Most of the idols are broken, some have their feet smeared with vermilion or covered with flowers. One particular figurine has an elephant head. “We call her Lady Ganesh,” says Manoj Kumar Mahapatra, the priest of the temple — he makes his living running a catering business.
It is Mahapatra who tells us the backstory about the yoginis. He invokes the shastras to support his telling. It seems once upon a time, demon king Raktabija got a boon from Brahma. The blessing was this — should anyone spill the demon’s blood, from every drop shed a thousand of his progeny would spring forth.
The boon made Raktabija near invincible. However, when Durga, the female force, clashed with him, she unleashed on him her legions of yoginis — who drank the demon’s blood before a drop could touch the ground.
The circular temple has a raised shrine in its centre. It is revered as the seat of Bhairav, an incarnation of Shiv and represents the tantric union of Shiv and Shakti. “Basically, the fabric of the universe,” says Mahapatra. It is said that at day-end the yoginis descend on the shrine. And one can attain siddhi or salvation if one can appease them. Though the word “siddhi” in its most accurate sense conveys a spiritual achievement, when used with reference to the yoginis it commonly refers to the supernatural, paranormal or magical powers. Mahapatra explains that the yoginis are in possession of secret knowledge, which one can attain only after being formally initiated into the cult. “An attempt to get only a slice of it, however, can spell danger,” he cautions.

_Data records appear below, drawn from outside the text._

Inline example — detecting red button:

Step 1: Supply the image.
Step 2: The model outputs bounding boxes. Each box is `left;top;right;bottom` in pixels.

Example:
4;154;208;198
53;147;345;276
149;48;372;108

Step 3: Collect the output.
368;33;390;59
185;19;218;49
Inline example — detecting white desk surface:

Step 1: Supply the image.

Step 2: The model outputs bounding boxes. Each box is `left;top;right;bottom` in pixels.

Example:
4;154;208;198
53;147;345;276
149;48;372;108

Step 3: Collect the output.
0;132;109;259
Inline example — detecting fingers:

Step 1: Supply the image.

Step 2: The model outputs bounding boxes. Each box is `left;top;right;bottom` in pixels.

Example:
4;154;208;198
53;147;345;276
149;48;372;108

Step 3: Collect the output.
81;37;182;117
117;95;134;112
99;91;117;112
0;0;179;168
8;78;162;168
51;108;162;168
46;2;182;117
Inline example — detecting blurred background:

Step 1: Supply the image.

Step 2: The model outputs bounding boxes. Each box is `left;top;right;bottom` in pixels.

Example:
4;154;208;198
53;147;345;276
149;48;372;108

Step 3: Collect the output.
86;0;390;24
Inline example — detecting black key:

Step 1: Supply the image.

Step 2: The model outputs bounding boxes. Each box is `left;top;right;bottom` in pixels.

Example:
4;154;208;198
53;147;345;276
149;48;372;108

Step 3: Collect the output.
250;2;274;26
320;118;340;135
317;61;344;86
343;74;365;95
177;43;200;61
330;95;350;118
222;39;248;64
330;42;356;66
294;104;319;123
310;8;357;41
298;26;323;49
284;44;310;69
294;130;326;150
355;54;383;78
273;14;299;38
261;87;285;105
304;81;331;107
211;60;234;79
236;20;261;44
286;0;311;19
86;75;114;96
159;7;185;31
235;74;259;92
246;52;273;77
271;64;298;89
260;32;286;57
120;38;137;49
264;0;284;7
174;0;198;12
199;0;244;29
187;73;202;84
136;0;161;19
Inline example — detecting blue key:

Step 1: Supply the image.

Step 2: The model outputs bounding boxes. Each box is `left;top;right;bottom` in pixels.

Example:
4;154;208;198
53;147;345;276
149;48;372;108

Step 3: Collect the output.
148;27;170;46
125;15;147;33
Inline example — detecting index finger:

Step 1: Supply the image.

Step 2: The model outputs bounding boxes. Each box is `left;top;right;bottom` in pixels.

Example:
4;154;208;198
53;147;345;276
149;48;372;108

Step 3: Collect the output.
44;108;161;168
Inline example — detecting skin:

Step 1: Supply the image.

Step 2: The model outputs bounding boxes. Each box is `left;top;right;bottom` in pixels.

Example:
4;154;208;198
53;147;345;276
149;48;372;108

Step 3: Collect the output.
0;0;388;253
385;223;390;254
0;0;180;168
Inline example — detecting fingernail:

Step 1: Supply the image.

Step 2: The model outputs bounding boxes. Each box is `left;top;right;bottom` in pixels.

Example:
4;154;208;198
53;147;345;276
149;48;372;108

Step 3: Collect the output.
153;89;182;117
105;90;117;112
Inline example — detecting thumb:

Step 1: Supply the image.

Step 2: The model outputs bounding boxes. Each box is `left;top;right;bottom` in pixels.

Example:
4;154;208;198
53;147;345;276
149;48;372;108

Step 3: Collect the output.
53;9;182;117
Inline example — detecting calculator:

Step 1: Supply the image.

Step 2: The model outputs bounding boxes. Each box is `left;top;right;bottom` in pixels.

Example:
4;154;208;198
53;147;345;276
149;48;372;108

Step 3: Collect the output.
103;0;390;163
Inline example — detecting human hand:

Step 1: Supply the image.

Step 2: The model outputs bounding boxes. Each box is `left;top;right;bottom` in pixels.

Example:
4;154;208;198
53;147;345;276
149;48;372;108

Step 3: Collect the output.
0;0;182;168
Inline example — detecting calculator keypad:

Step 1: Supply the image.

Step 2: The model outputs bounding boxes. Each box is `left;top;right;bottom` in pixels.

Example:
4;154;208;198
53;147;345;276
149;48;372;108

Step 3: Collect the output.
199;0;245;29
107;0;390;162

The 64 yoginis also represent the 64 kalas or the arts. “Look closely and you will notice that each [figurine] has a different pose, hairdo and vahan,” says Mahapatra. Indeed, each has a distinct identity — a seamstress, a dancer and so on.
Bijay Kumar Rath, former superintending archaeologist of Odisha State Archaeology, says, “Kedarnath Mohapatra, a member of the Odisha State Museum, discovered the temple in the 1950s. Before that the temple lay unattended for more than 800 years.” The local version is that the original temple was built on a cremation ground and with the passage of time, the village extended till here.
However, one can barely spot village folk around the temple. The area remains desolate, and though it is early evening even the birds seem to be in a hurry to retire to their nests.
The visit is barely wrapped up when the parked car purrs into life. The driver, Munna, whispers urgently, “Saab, it is time.”